Published 3 Jul 2017 in astro-ph.GA and astro-ph.CO | (1707.00623v2)

Abstract: Pulsar timing arrays (PTAs) are presently the only means to search for the gravitational wave stochastic background from supermassive black hole binary populations, considered to be within the grasp of current or near future observations. However, the stringent upperlimit set by the Parkes PTA (Shannon et al. 2013, 2015) has been interpreted as excluding at $> 90\%$ confidence the current paradigm of binary assembly through galaxy mergers and hardening via stellar interactions, suggesting evolution is accelerated (by stars and/or gas) or stalled. Using Bayesian hierarchical modelling, we consider implications of this upperlimit for a comprehensive range of astrophysical scenarios, without invoking stalling nor more exotic physical processes. We find they are fully consistent with the upperlimit, but (weak) bounds on population parameters can be inferred.
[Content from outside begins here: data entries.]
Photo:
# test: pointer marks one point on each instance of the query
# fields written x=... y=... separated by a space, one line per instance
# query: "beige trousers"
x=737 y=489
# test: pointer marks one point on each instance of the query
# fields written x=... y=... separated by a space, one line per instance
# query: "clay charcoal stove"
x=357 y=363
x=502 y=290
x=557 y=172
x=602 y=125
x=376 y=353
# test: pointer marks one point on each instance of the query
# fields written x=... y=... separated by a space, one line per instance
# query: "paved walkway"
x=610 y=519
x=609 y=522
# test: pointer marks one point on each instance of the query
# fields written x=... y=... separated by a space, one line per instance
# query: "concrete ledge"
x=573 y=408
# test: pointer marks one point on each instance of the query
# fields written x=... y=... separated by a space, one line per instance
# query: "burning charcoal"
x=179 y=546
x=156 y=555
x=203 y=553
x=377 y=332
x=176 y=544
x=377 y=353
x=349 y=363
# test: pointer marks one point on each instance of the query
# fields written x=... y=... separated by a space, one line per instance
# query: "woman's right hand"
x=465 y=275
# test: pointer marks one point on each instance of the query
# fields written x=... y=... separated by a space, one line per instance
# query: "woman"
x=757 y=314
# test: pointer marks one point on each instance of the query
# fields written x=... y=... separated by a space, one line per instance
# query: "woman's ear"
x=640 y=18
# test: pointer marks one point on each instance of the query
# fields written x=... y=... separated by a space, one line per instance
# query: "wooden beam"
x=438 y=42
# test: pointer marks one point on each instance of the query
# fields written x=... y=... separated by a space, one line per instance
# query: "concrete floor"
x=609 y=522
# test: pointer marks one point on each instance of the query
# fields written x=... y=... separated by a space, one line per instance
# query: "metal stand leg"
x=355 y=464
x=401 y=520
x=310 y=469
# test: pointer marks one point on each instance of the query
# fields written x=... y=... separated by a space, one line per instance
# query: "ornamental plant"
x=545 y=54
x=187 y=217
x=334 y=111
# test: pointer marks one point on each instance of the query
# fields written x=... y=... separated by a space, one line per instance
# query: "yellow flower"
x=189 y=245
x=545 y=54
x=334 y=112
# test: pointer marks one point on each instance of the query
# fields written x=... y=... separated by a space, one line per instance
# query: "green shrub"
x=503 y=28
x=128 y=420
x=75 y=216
Bayes factors between models vary between $\approx 1.03$ -- $5.81$ and Kullback-Leibler divergences between characteristic amplitude prior and posterior lie between $0.37$ -- $0.85$. Considering prior astrophysical information on galaxy merger rates, recent upwards revisions of the black hole-galaxy bulge mass relation (Kormendy & Ho 2013) are disfavoured at $1.6\sigma$ against lighter models (e.g. Shankar et al. 2016). We also show, if no detection is achieved once sensitivity improves by an order of magnitude, the most optimistic scenario is disfavoured at $3.9\sigma$.